By that afternoon, the smallest weakest one could hold his head up. I nicknamed him "Tiny Tim". The other two could stand on their feet. Things looked favorable for successful kitten rescue.
I read up on care of three week old orphaned kittens. Some sites said to give them KMR, kitten milk replacer, but I didn't have any of that. All sites said not to give cows milk, that it would cause diarrhea and dehydration. So I kept making them warm cat food mush and syringe feeding them.
Wednesday morning, Tiny Tim ate well, and could even stand up. I began to think he would pull through, even though he'd been much weaker and closer to death than the two larger kittens when I had discovered them 24 hours previous.
On Wednesday evening, Tiny Tim relapsed.

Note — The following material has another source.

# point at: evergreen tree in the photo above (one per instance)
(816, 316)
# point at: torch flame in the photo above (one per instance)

He had been peeing and pooping, as had the other two kittens, when stimulated to do so. He had been eating, although not much. His eyes, up until mid-afternoon on Wednesday, had been wide and bright. By Thursday noon, Tim was gone. I cried. It was just so unfair. Poor little guy. He had wanted to make it. He had looked so good, so normal, on Wednesday morning.
Meanwhile, the other two, which as of yet do not have names, continue to hang in there. They eat, sometimes heartily, sometimes not so well. They turned four weeks old on Thursday, and have started to pee and poop on their own. They meow when they want attention, or food, or need their water bottles refreshed with hot water. They try to climb out of the box sometimes, and when I take them out, they walk around on legs getting ever stronger. They started purring yesterday, and seem to like to climb up to my shoulder, burrow under my hair, and sit there, purring.
They are still little skeletons, weighing just five ounces and six ounces, but I think they will make it. I hope they make it. They are starting to figure out how to bite and eat the soft, squishy food instead of having to be fed slowly by a syringe. We are all putting in a lot of effort (and a grocery trip for special kitten food) to tip the scales in their favor.
And in two weeks, when they are solidly into the whole eating and pooping and self-care thing that six week old kittens normally are, they will need a new home. Because I definitely can't put them back out into the barn to be barn cats. Not in November, not in the cold with no mother to make sure they stay warm at night. And I can't let them become house cats here. Because we have a rule about animals in the house. Even though DS2 no longer lives here, I still don't want animal dander becoming a fixture in the furniture and nooks and crannies of the house. It will still affect him on the occasion that he does come for a visit.
they found me!
how could I not break the rule for a 5 ounce cat?